Alerte sur la consommation excessive de sucre
En 2019, l'Agence nationale de sécurité sanitaire de l'alimentation, de l'environnement et du travail (Anses) a tiré la sonnette d'alarme : 75% des enfants de moins de 7 ans ingèrent trop de sucre. Ce phénomène serait alimenté par une surenchère publicitaire sur les produits sucrés. Une étude publiée par Santé Publique France révèle que plus de la moitié des produits promus par ces publicités en contiennent. Dans ce contexte, est-il prudent de maintenir nos enfants à l'écart des jus ?
Les recommandations sur les jus de fruits
Quelles conclusions en tirer ?
L'Anses recommande de réduire la consommation de boissons sucrées, y compris les jus de fruits. Selon leur avis, un verre par jour, et pas tous les jours, est un maximum. La diététicienne Mathilde Touvier souligne qu'aucun aliment ne devrait être totalement banni.
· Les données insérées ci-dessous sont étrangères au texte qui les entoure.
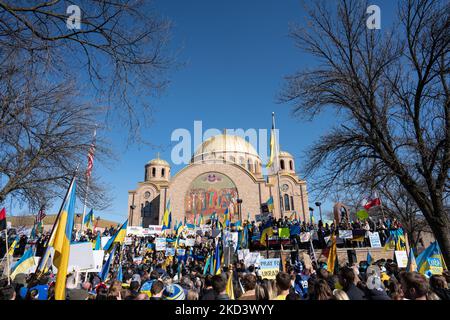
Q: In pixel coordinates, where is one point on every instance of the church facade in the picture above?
(224, 173)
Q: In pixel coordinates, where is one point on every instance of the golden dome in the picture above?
(285, 154)
(225, 143)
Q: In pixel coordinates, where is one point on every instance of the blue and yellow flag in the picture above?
(431, 261)
(103, 275)
(412, 264)
(118, 237)
(267, 230)
(24, 264)
(270, 205)
(13, 245)
(89, 219)
(98, 242)
(167, 219)
(62, 239)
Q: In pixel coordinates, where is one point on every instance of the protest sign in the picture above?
(160, 244)
(135, 231)
(153, 229)
(170, 252)
(435, 265)
(269, 268)
(105, 241)
(345, 234)
(284, 233)
(374, 238)
(402, 258)
(305, 236)
(252, 258)
(243, 253)
(98, 261)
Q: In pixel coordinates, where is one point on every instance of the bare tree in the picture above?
(45, 134)
(120, 51)
(391, 90)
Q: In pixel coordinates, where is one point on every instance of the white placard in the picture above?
(374, 238)
(402, 258)
(160, 244)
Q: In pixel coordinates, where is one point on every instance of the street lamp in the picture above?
(318, 204)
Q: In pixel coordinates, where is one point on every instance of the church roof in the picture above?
(226, 143)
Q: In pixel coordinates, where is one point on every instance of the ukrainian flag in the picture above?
(25, 263)
(270, 204)
(62, 239)
(267, 230)
(118, 237)
(167, 219)
(89, 219)
(13, 246)
(98, 242)
(431, 261)
(412, 264)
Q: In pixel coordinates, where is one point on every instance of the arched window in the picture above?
(287, 206)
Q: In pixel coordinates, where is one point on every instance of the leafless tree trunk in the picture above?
(391, 90)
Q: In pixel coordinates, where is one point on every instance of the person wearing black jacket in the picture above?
(347, 278)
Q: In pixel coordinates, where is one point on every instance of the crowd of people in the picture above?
(147, 274)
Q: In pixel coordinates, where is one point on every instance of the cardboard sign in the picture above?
(402, 258)
(345, 234)
(269, 268)
(98, 261)
(243, 253)
(190, 242)
(135, 231)
(305, 236)
(128, 241)
(253, 258)
(374, 238)
(160, 244)
(153, 229)
(170, 252)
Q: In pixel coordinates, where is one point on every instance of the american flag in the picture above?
(90, 158)
(41, 215)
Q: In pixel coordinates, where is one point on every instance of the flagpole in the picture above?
(7, 255)
(277, 165)
(88, 182)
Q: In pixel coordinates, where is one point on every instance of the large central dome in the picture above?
(225, 143)
(225, 148)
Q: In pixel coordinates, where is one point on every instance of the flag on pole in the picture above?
(118, 237)
(2, 219)
(105, 269)
(25, 263)
(89, 219)
(229, 288)
(91, 158)
(167, 219)
(62, 239)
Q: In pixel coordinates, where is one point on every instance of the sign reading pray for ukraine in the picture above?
(160, 244)
(269, 268)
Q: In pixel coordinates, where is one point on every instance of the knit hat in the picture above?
(173, 292)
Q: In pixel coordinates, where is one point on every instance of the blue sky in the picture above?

Le jus, s'il est consommé avec modération, peut avoir un intérêt nutritionnel en apportant vitamines et hydratation, surtout au petit déjeuner.
Toutefois, il ne faut pas oublier que le problème principal réside dans la quantité de sucre. Un jus de fruits conserve un taux de sucre comparable à celui des sodas. Dr Jean-Michel Lecerf rappelle que même un verre de jus d'orange n'équivaut jamais à une seule orange entière. Par conséquent, il devient essentiel de surveiller la quantité absorbée.
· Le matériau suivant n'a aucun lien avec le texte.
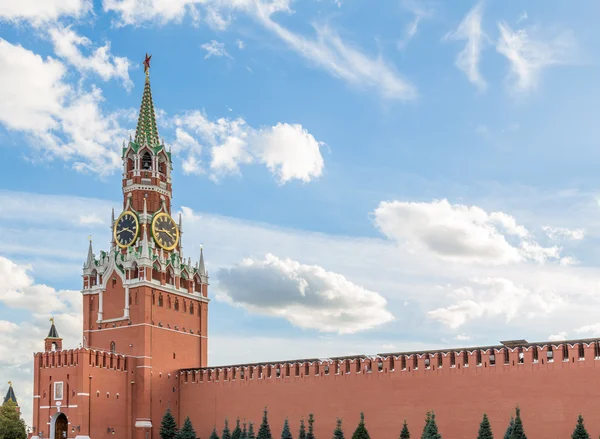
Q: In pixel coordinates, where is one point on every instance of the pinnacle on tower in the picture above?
(146, 130)
(10, 394)
(53, 342)
(201, 268)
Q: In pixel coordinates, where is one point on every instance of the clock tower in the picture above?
(142, 299)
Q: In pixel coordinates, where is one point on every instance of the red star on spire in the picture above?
(147, 63)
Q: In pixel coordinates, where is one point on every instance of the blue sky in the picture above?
(432, 165)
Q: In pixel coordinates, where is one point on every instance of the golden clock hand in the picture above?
(163, 230)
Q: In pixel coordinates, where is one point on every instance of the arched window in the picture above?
(147, 161)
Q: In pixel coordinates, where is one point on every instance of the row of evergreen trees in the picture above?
(515, 429)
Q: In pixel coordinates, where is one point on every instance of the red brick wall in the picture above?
(551, 395)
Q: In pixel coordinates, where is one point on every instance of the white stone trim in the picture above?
(145, 324)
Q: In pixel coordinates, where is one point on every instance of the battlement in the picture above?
(74, 357)
(508, 355)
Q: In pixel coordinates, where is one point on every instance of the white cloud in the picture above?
(420, 11)
(42, 12)
(560, 233)
(214, 48)
(308, 296)
(457, 232)
(468, 59)
(62, 121)
(495, 297)
(288, 151)
(528, 57)
(67, 45)
(327, 50)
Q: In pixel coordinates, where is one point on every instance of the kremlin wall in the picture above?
(145, 339)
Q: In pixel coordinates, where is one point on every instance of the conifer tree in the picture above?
(431, 431)
(338, 433)
(427, 421)
(187, 431)
(580, 432)
(485, 429)
(405, 434)
(264, 431)
(511, 426)
(12, 426)
(286, 433)
(518, 431)
(361, 431)
(237, 431)
(302, 433)
(226, 432)
(168, 426)
(311, 421)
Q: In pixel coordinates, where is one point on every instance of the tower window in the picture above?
(146, 161)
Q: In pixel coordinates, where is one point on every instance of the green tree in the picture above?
(361, 431)
(311, 422)
(237, 431)
(338, 433)
(264, 431)
(405, 434)
(518, 431)
(485, 429)
(226, 433)
(286, 433)
(11, 424)
(187, 431)
(302, 433)
(580, 432)
(427, 421)
(168, 426)
(509, 429)
(431, 431)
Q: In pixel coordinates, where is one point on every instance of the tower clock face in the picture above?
(126, 229)
(165, 232)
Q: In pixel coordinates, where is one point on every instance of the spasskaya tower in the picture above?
(142, 299)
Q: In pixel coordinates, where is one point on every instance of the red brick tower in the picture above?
(142, 299)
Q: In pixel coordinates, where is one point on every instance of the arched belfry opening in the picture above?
(59, 425)
(146, 161)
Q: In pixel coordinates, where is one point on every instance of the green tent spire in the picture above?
(146, 130)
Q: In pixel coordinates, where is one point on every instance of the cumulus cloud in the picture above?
(308, 296)
(529, 56)
(492, 297)
(461, 233)
(68, 45)
(214, 48)
(468, 59)
(288, 151)
(42, 12)
(63, 122)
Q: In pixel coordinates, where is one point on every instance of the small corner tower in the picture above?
(52, 342)
(10, 396)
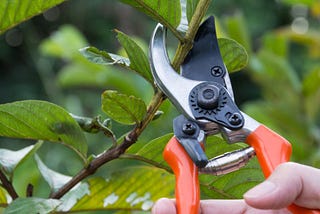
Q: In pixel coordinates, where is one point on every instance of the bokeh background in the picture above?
(39, 59)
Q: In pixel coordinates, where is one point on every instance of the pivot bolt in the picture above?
(208, 97)
(235, 119)
(188, 128)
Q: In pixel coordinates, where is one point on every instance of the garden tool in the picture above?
(202, 92)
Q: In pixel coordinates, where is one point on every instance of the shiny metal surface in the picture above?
(235, 136)
(176, 87)
(228, 162)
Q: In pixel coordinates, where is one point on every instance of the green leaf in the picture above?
(138, 60)
(32, 119)
(311, 82)
(277, 44)
(122, 108)
(4, 197)
(131, 188)
(150, 152)
(191, 7)
(295, 2)
(64, 43)
(232, 185)
(9, 160)
(237, 30)
(167, 12)
(15, 12)
(234, 55)
(32, 206)
(55, 179)
(100, 57)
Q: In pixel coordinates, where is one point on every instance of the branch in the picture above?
(8, 185)
(154, 105)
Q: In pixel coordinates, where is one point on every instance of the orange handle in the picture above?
(187, 182)
(271, 150)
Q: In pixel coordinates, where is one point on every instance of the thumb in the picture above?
(289, 183)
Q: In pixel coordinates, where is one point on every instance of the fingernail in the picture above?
(262, 189)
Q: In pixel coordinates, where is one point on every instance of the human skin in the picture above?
(290, 183)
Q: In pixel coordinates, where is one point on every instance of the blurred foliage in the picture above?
(40, 59)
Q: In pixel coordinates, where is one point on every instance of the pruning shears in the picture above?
(203, 94)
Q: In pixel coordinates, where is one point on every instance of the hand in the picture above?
(289, 183)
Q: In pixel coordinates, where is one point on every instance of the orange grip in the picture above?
(271, 150)
(187, 182)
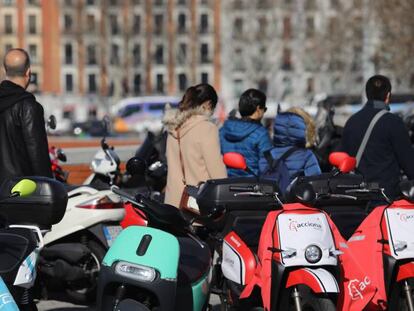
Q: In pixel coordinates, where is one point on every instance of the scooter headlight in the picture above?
(136, 272)
(313, 254)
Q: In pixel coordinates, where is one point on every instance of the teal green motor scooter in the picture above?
(161, 267)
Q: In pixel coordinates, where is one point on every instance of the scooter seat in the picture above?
(194, 261)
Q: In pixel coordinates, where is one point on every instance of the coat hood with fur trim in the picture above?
(184, 120)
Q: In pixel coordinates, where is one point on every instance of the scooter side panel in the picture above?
(162, 252)
(200, 293)
(400, 226)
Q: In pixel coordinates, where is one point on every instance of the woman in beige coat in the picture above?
(190, 130)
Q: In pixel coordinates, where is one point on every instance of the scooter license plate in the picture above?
(111, 233)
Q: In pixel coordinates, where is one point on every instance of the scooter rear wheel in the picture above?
(85, 292)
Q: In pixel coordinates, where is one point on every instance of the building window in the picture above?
(8, 24)
(136, 25)
(182, 82)
(204, 58)
(67, 22)
(137, 84)
(238, 27)
(136, 54)
(310, 5)
(91, 55)
(69, 82)
(262, 31)
(204, 77)
(310, 27)
(92, 88)
(33, 53)
(32, 24)
(182, 27)
(113, 21)
(90, 22)
(160, 83)
(287, 27)
(114, 54)
(182, 53)
(159, 54)
(203, 23)
(158, 24)
(287, 59)
(238, 87)
(68, 54)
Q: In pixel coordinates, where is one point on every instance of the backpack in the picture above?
(277, 170)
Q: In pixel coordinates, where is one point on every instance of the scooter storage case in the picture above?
(233, 194)
(45, 207)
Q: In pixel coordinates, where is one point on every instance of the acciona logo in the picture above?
(406, 218)
(296, 226)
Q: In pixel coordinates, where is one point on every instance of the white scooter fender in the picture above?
(81, 215)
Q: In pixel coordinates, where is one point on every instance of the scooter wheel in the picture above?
(85, 291)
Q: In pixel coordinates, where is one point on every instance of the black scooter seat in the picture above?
(194, 261)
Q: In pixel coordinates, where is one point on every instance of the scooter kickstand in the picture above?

Le choix d'un fruit entier est préférable
Sans fibre, le sucre passe directement dans le sang.
Pour mieux gérer la consommation, la meilleure option reste le fruit en entier. Son ingestion est plus rassasiante grâce à la mastication et aux fibres. Comme l'explique Marie-Laure André, diététicienne, le sucre des jus est rapidement assimilé, ce qui peut provoquer une augmentation rapide de la glycémie. Ainsi, favoriser les fruits entiers pourrait être une stratégie plus saine.
Une éducation alimentaire dès le plus jeune âge s'avère également primordiale. Au lieu de diaboliser le sucre, rappelons-nous de créer de bonnes habitudes. Mathilde Touvier insiste sur l'importance d'associer le goût du sucré à une récompense. Sa recommandation : éviter de donner des jus avant l'âge de 3 ans et privilégier l'eau lorsqu'un enfant a soif.
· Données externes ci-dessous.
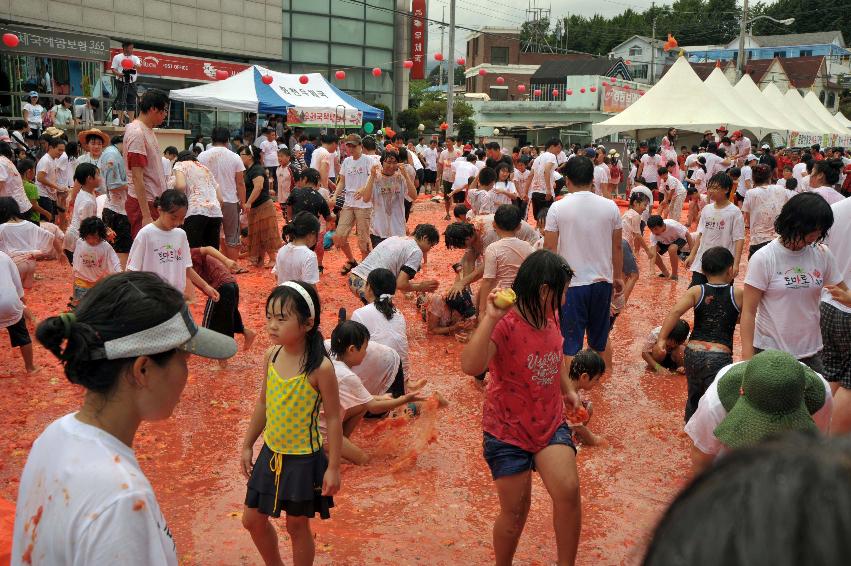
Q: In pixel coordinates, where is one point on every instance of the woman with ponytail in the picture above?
(385, 323)
(83, 498)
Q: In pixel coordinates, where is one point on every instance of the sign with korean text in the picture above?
(617, 99)
(181, 66)
(55, 43)
(419, 31)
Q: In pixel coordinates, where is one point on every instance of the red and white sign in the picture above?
(180, 66)
(617, 99)
(418, 39)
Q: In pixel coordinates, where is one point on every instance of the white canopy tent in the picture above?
(316, 103)
(721, 87)
(679, 100)
(815, 104)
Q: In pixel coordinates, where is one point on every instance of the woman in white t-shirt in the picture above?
(784, 281)
(203, 223)
(162, 248)
(385, 323)
(296, 260)
(127, 344)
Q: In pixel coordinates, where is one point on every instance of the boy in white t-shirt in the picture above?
(720, 224)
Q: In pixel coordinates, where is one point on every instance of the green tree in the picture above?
(467, 130)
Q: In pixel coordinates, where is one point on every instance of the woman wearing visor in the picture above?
(83, 498)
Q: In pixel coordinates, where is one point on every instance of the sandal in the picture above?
(348, 266)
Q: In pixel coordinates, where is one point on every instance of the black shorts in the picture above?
(202, 231)
(120, 224)
(18, 333)
(663, 248)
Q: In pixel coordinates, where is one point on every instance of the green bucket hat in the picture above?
(770, 393)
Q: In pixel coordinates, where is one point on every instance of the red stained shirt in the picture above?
(523, 404)
(210, 269)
Quel type de jus choisir ?
Les jus étiquetés "100 % pur jus" sont souvent perçus comme plus sains, et la législation française interdit les additifs. S'il est possible de choisir, opter pour des jus bio est conseillé, car les agrumes sont parmi les fruits les plus chargés en pesticides. Toutefois, il est crucial de rester vigilant sur les nectars, qui peuvent contenir des sucres ajoutés.
*Mise à jour de l'article initialement publié le 22 septembre 2019.